Personally, I blame the jersey — and so does everyone in the exhaustive straw poll of four other rugby fans I’ve contacted.

Imagine for one moment that you’re in the pressure cooker of a test match against the Springboks instead of lumbering around in fourth grade subbies. You have the ball, several green monsters are about to smash you, you turn to pass to…someone wearing a man bra. On top of his jumper. Or in the nanosecond before the ball leaves your hands, maybe it seems your team mate actually has his t*ts out.

That’s all it takes. The pass wobbles or skews high and behind or bounces along the turf. How can you play the highest level rugby with a team in man-bras?
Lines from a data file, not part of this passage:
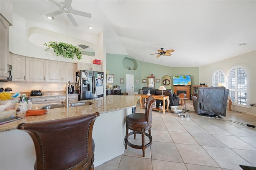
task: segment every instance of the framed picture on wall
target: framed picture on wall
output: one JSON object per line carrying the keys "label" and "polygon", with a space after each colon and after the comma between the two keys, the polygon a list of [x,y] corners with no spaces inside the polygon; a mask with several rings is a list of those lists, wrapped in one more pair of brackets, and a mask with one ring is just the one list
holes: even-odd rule
{"label": "framed picture on wall", "polygon": [[124,78],[120,78],[120,84],[124,84]]}
{"label": "framed picture on wall", "polygon": [[107,83],[114,83],[114,74],[107,74]]}

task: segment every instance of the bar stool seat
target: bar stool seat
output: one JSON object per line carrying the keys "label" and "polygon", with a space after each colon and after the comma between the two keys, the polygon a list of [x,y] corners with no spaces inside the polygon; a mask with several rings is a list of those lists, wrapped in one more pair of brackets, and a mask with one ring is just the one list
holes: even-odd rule
{"label": "bar stool seat", "polygon": [[99,115],[96,112],[19,125],[17,128],[28,132],[34,142],[34,169],[94,170],[92,128]]}
{"label": "bar stool seat", "polygon": [[[127,149],[127,145],[136,149],[142,149],[142,155],[145,157],[145,150],[150,147],[152,143],[152,137],[151,136],[151,123],[152,123],[152,107],[155,102],[155,99],[152,96],[150,96],[148,99],[146,104],[145,113],[135,113],[131,114],[126,116],[126,134],[124,138],[125,142],[125,149]],[[132,131],[128,133],[129,129]],[[148,131],[148,133],[145,132]],[[141,134],[142,142],[141,145],[137,145],[133,144],[129,142],[128,137],[134,134],[134,139],[136,139],[136,134]],[[145,135],[148,137],[149,142],[145,144]]]}

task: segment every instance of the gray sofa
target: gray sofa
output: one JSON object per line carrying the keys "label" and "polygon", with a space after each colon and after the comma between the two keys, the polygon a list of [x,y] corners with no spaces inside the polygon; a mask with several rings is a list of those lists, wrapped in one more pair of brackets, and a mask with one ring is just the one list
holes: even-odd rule
{"label": "gray sofa", "polygon": [[192,96],[196,112],[201,115],[226,116],[229,89],[224,87],[198,88],[197,96]]}

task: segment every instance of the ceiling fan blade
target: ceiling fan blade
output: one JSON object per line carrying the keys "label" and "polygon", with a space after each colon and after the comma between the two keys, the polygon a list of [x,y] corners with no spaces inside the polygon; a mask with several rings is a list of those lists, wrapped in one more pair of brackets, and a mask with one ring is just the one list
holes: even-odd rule
{"label": "ceiling fan blade", "polygon": [[67,15],[68,15],[68,18],[69,20],[70,20],[70,21],[72,23],[74,27],[76,27],[78,25],[77,23],[76,23],[76,20],[74,19],[74,17],[73,17],[73,16],[72,16],[71,14],[68,14]]}
{"label": "ceiling fan blade", "polygon": [[171,55],[172,54],[171,54],[170,53],[166,53],[164,54],[164,55],[170,56],[170,55]]}
{"label": "ceiling fan blade", "polygon": [[158,58],[159,57],[161,56],[162,55],[162,54],[160,54],[159,55],[157,55],[157,56],[156,56],[156,58]]}
{"label": "ceiling fan blade", "polygon": [[55,12],[51,12],[50,13],[47,14],[46,15],[47,16],[49,17],[54,17],[54,16],[57,16],[58,15],[60,15],[63,13],[63,11],[57,11]]}
{"label": "ceiling fan blade", "polygon": [[74,14],[86,17],[89,18],[92,18],[92,14],[90,13],[88,13],[87,12],[84,12],[82,11],[77,11],[76,10],[73,10],[72,13]]}
{"label": "ceiling fan blade", "polygon": [[165,51],[166,53],[171,53],[174,51],[174,50],[168,50]]}
{"label": "ceiling fan blade", "polygon": [[50,2],[51,2],[55,4],[55,5],[57,5],[58,6],[60,6],[60,4],[58,4],[58,3],[57,3],[56,2],[56,1],[55,1],[55,0],[49,0],[49,1]]}
{"label": "ceiling fan blade", "polygon": [[72,0],[65,0],[65,1],[64,2],[66,4],[68,4],[70,6],[71,5],[71,2],[72,2]]}

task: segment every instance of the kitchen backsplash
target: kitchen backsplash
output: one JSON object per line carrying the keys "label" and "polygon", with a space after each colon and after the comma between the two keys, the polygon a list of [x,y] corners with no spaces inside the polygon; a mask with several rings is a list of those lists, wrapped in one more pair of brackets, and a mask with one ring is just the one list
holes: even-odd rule
{"label": "kitchen backsplash", "polygon": [[[71,83],[74,86],[74,83]],[[41,90],[43,93],[45,92],[59,92],[65,90],[66,82],[63,83],[20,83],[16,82],[1,82],[0,87],[4,89],[7,87],[12,88],[11,93],[26,93],[30,94],[33,90]],[[24,93],[26,94],[26,93]]]}

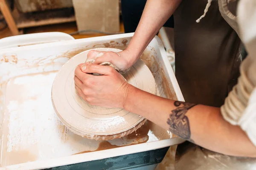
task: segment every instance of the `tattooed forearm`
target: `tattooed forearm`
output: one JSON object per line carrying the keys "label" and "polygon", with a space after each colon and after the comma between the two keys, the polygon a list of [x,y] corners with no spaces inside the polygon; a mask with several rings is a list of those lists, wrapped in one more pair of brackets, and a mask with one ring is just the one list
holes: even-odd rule
{"label": "tattooed forearm", "polygon": [[167,120],[169,125],[169,129],[173,133],[179,136],[194,142],[190,139],[191,133],[189,127],[189,121],[186,116],[188,110],[197,105],[185,102],[175,101],[174,105],[177,108],[172,110],[169,118]]}

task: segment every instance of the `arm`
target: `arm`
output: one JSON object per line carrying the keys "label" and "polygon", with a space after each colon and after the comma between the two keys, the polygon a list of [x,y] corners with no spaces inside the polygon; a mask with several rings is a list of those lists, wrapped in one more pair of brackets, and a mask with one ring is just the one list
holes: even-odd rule
{"label": "arm", "polygon": [[126,94],[125,110],[182,138],[221,153],[256,157],[256,147],[245,133],[225,121],[218,108],[175,102],[132,86]]}
{"label": "arm", "polygon": [[148,0],[136,31],[126,49],[116,53],[91,50],[87,55],[87,61],[95,58],[100,52],[103,53],[104,55],[96,59],[95,64],[110,62],[120,70],[127,70],[136,62],[181,1]]}
{"label": "arm", "polygon": [[126,50],[132,65],[172,15],[181,0],[148,0],[140,23]]}
{"label": "arm", "polygon": [[76,88],[90,104],[124,108],[215,152],[256,157],[256,147],[239,126],[224,119],[219,108],[177,102],[144,91],[127,83],[111,67],[89,63],[81,68],[82,65],[75,72]]}

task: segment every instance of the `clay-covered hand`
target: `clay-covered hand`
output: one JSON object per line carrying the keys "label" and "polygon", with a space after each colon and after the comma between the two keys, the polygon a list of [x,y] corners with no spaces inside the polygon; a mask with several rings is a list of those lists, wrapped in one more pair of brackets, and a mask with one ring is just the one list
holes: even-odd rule
{"label": "clay-covered hand", "polygon": [[[102,75],[90,74],[95,73]],[[80,64],[75,71],[74,79],[79,95],[90,104],[123,108],[131,85],[113,68],[92,63]]]}
{"label": "clay-covered hand", "polygon": [[[100,53],[103,55],[100,55]],[[100,57],[99,57],[99,54]],[[95,64],[109,62],[115,65],[120,71],[124,71],[131,67],[133,64],[134,62],[130,59],[131,58],[130,53],[126,50],[118,53],[91,50],[87,55],[86,62],[93,60],[93,62]]]}

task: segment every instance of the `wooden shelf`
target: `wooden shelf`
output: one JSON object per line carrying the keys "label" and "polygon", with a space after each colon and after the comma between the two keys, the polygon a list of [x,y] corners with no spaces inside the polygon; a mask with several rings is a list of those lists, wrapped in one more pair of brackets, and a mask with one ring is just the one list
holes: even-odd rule
{"label": "wooden shelf", "polygon": [[25,14],[19,12],[15,8],[12,16],[18,28],[76,21],[73,8]]}

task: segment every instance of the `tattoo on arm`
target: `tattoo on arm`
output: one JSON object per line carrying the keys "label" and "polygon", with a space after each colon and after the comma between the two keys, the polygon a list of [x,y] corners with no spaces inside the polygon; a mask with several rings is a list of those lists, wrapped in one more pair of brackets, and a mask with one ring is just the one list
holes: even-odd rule
{"label": "tattoo on arm", "polygon": [[169,130],[179,136],[194,143],[190,139],[191,134],[189,127],[189,121],[186,113],[188,110],[196,104],[175,101],[174,105],[177,108],[172,110],[169,118],[167,120]]}

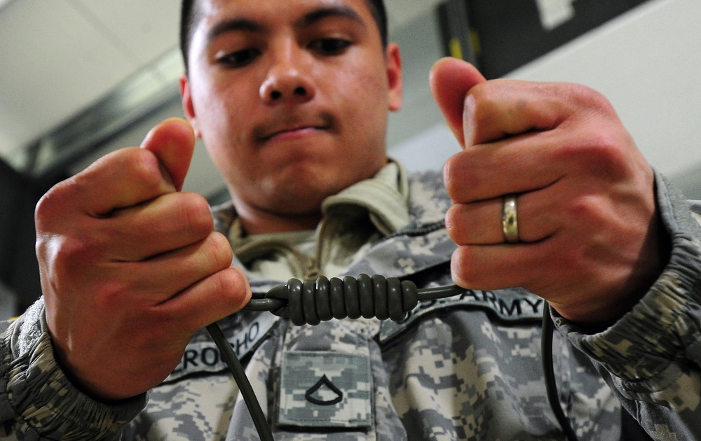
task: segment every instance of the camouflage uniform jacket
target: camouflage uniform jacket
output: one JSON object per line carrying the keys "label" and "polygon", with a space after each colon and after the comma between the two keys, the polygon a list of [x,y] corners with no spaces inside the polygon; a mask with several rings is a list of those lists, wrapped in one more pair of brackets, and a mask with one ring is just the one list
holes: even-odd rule
{"label": "camouflage uniform jacket", "polygon": [[[410,188],[411,225],[348,274],[450,283],[455,245],[442,223],[450,202],[441,179],[415,176]],[[599,334],[554,317],[559,400],[580,440],[623,439],[621,402],[655,439],[701,437],[701,206],[693,214],[660,177],[658,193],[672,251],[650,291]],[[231,221],[215,217],[222,229]],[[254,292],[279,283],[252,280]],[[398,323],[296,327],[240,312],[219,324],[275,440],[562,440],[541,373],[543,307],[524,290],[468,291],[423,302]],[[4,328],[0,439],[258,439],[204,332],[142,411],[145,396],[107,405],[71,385],[53,358],[41,302]]]}

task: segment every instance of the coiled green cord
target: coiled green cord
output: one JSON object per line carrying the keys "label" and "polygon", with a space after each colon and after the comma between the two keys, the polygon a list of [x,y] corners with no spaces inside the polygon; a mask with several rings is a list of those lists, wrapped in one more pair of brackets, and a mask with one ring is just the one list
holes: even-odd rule
{"label": "coiled green cord", "polygon": [[[343,280],[335,277],[329,280],[324,276],[305,281],[292,279],[287,285],[275,286],[268,291],[265,298],[252,299],[243,309],[269,311],[278,316],[290,317],[297,326],[318,325],[332,318],[361,316],[400,321],[421,300],[453,297],[465,290],[456,285],[417,289],[411,281],[400,281],[395,278],[386,279],[378,275],[371,277],[360,274],[358,279],[346,276]],[[576,441],[574,431],[557,399],[552,365],[553,328],[546,304],[543,311],[541,349],[547,398],[568,440]],[[207,326],[207,330],[231,371],[261,441],[273,441],[265,414],[224,332],[216,323]]]}

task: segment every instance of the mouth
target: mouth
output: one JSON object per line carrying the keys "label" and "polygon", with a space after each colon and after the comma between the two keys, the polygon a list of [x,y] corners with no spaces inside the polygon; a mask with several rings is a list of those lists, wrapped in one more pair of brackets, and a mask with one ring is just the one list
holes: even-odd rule
{"label": "mouth", "polygon": [[261,143],[277,139],[294,139],[327,132],[332,125],[331,118],[328,116],[311,120],[295,119],[261,125],[254,130],[254,136]]}
{"label": "mouth", "polygon": [[299,127],[292,127],[290,128],[280,129],[271,133],[268,135],[264,136],[261,141],[267,141],[272,139],[289,139],[297,138],[325,130],[326,127],[323,126],[301,125]]}

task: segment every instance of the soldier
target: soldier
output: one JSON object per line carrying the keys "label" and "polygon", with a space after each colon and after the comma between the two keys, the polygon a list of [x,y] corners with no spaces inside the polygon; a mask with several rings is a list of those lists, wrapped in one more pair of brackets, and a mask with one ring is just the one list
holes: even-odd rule
{"label": "soldier", "polygon": [[[562,439],[547,308],[578,438],[624,439],[629,414],[701,435],[701,209],[599,94],[442,60],[432,89],[464,148],[444,186],[386,155],[401,59],[381,0],[185,1],[182,41],[189,125],[38,205],[43,298],[1,328],[5,439],[257,439],[200,330],[217,321],[275,439]],[[214,222],[179,191],[196,136],[231,195]],[[466,290],[400,322],[240,311],[290,277],[362,273]]]}

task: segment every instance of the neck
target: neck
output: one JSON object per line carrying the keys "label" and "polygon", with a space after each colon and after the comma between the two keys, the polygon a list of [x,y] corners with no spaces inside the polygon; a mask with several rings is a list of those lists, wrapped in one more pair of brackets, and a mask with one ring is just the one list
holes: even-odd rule
{"label": "neck", "polygon": [[315,230],[321,221],[320,211],[311,214],[281,214],[234,204],[241,226],[247,234]]}

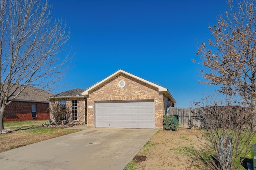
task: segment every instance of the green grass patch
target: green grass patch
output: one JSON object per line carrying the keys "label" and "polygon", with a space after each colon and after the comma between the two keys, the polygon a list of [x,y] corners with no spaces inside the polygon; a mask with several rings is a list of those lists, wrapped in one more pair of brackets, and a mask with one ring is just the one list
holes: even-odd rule
{"label": "green grass patch", "polygon": [[34,121],[7,121],[4,122],[4,128],[10,129],[12,131],[17,131],[29,129],[34,129],[43,123],[48,123],[49,120]]}
{"label": "green grass patch", "polygon": [[154,144],[154,143],[152,143],[151,141],[148,141],[148,142],[147,142],[146,143],[146,144],[144,145],[144,146],[143,146],[143,148],[145,148],[148,147],[150,147],[151,148],[155,144]]}
{"label": "green grass patch", "polygon": [[77,132],[82,130],[35,127],[0,135],[0,152]]}
{"label": "green grass patch", "polygon": [[186,138],[186,137],[184,137],[183,136],[180,136],[180,139],[183,139],[183,140],[186,140],[186,141],[189,141],[189,139],[188,138]]}

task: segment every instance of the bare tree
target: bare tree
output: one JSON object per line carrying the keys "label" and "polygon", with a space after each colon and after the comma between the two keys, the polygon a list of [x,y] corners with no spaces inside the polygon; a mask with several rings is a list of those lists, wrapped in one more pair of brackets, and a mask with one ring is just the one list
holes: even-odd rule
{"label": "bare tree", "polygon": [[52,90],[68,68],[70,31],[51,11],[47,1],[0,0],[0,130],[6,106],[27,87]]}
{"label": "bare tree", "polygon": [[238,170],[251,151],[255,131],[250,130],[250,108],[239,105],[234,97],[214,94],[194,102],[202,117],[201,131],[208,142],[212,169]]}
{"label": "bare tree", "polygon": [[217,24],[209,27],[213,39],[208,40],[208,45],[202,43],[196,54],[200,55],[205,66],[201,72],[208,80],[201,82],[221,84],[221,92],[239,94],[250,105],[252,125],[256,130],[255,2],[237,2],[228,1],[229,11],[218,16]]}

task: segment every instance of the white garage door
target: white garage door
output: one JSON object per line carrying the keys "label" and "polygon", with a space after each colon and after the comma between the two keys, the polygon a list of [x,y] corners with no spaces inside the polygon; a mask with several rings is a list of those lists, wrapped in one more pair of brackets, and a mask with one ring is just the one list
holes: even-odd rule
{"label": "white garage door", "polygon": [[95,103],[95,127],[154,129],[154,101]]}

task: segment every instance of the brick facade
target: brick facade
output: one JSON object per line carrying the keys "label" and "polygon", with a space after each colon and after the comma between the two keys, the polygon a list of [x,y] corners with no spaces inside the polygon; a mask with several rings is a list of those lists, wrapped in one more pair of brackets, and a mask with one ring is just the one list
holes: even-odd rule
{"label": "brick facade", "polygon": [[[85,101],[84,98],[63,98],[58,99],[50,100],[50,109],[51,109],[51,103],[52,102],[59,102],[60,100],[65,100],[66,101],[66,105],[69,107],[71,109],[72,109],[72,100],[77,100],[77,120],[72,120],[72,115],[71,115],[71,121],[74,122],[82,122],[83,123],[86,123],[86,112],[85,111],[85,106],[86,106],[86,100]],[[86,107],[85,107],[86,108]],[[72,114],[72,113],[71,113]],[[50,113],[50,117],[51,119],[54,120],[54,119],[52,115]]]}
{"label": "brick facade", "polygon": [[[125,86],[121,88],[118,82],[122,80]],[[97,88],[90,92],[87,96],[88,126],[94,126],[94,102],[117,100],[153,100],[155,103],[155,128],[162,128],[163,115],[165,114],[165,105],[170,104],[166,101],[162,92],[159,92],[156,87],[134,78],[123,73],[120,73],[108,80]],[[164,101],[166,101],[164,104]]]}
{"label": "brick facade", "polygon": [[[36,105],[36,117],[32,117],[32,105]],[[47,119],[48,102],[13,101],[7,106],[4,114],[4,121]]]}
The Wallabies couldn’t for the first quarter of Saturday night’s effort, slipping to 0-17 against South Africa B before overcoming the fashion folly to take it 25-17.

The look didn’t work for Kramer in the Seinfeld The Doorman episode and it doesn’t work for the Wallabies or their fans now.

What’s worse for the ARU, it will hurt at the cash register. The Wallabies are paid to wear the jersey — their fans won’t pay to do so. The Terror asked for reaction to the new jumper and received unanimous disapproval, with a recurrent theme being that no-one will buy it.

The loss of merchandise income comes on top of only 51,174 at the Springbok match, the half-empty Subiaco oval for the Fiji test and plenty of spare seats at the Welsh tests. Just as well there were All Black fans around to prevent the MCG stands looking empty.

Just as well rugby has managed to latch onto the taxpayer’s t*t in this election year, like the top level of the other professional codes, copping $25 million for letting John Howard be booed at post-match presentations.

The returning ARU CEO John O’Neill has to be given the benefit of the doubt on the man-bra jumper. It was probably a bad decision taken before his comeback, but it’s hopefully it’s not too late to fix.

Go for it John, show the leadership the ARU has been lacking and get some solid gold on that jumper instead of the mesh that looks pink on television.

And don’t forget the company responsible — Canterbury — is Kiwi to the core. I smell a conspiracy.